A very important aspect of the current law is that a person with a disability can prove discrimination by showing that his or her disability was one of the considerations in firing or some other adverse action.

An employer can often find an excuse for firing a person ' he violated a minor regulation, she had one more absence than the policy allowed, his work was not up to par, her attitude irritated customers. All of those could be good reasons to fire or discipline someone.

But, if they are used to cover up a discriminating attitude ' for example a belief that a blind person cannot be productive in the call center ' they are guilty of illegal discrimination.

Some given blind person may not be productive and, if so, should be moved or fired. But, I know blind people who have been productive in call centers. Other blind people should be given a chance.
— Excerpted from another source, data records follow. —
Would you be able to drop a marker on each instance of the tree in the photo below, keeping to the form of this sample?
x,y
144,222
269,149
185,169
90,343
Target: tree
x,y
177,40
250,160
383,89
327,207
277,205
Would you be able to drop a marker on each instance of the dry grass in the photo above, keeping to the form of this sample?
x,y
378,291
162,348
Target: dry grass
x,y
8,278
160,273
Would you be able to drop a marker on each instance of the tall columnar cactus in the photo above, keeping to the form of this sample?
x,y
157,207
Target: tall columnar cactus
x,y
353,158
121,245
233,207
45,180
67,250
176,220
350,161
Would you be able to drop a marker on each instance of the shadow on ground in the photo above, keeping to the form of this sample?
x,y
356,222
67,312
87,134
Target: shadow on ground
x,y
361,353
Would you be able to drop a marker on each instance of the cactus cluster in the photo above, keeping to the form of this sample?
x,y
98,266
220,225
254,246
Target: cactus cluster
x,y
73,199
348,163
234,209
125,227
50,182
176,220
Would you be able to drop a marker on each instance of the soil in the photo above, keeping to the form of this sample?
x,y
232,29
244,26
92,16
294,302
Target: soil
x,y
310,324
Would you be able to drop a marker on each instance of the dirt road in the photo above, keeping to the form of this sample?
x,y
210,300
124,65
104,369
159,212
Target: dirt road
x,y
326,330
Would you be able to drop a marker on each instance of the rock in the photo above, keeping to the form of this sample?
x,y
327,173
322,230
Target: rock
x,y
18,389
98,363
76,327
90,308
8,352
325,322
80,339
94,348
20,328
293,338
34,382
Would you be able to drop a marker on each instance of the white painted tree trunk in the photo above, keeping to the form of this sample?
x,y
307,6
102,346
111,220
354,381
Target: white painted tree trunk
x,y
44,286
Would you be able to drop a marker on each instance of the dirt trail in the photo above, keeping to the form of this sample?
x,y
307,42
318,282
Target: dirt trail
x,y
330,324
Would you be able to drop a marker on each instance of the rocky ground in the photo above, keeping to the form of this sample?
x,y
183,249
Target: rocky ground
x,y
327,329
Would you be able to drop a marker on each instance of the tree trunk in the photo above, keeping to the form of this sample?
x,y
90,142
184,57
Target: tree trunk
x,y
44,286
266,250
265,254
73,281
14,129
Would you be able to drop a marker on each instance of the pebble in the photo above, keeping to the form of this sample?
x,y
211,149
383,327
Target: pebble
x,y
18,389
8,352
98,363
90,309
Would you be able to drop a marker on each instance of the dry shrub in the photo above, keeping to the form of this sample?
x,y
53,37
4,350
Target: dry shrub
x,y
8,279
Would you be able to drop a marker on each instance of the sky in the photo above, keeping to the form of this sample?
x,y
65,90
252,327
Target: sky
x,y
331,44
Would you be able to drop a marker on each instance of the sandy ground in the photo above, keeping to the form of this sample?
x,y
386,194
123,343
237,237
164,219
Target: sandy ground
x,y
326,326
The employer should fire or otherwise act on the facts of a given instance. I frankly think employers too often do not discipline disabled employees as they would anyone else.

But the employer should not act on the preconceived notion that nobody with "that kind of disability" can do "that kind of job." People are often amazed at what we disabled people can do.

SB 188 would have changed that. It would say that the employee has to prove that the decision to fire or otherwise discipline was motivated by the employee's disability. Proving motive is always difficult. Imagine having to prove it when the employee also had one unexcused absence or had one disagreement with a customer or committed some other conduct that was slightly outside the rules, even though the employer would not take the same action for other employees.

Proving employment discrimination is always difficult. The U.S. Equal Opportunity Commission estimates that fewer than 20% of cases brought result in positive outcomes for the employee. Making it harder to win such cases in Missouri is not fair.

Other aspects of SB 188 were equally unfair. Others will address these issues elsewhere.

The bottom line is SB 188 would have been bad policy for Missourians and St. Louisans. The General Assembly should sustain the governor's veto.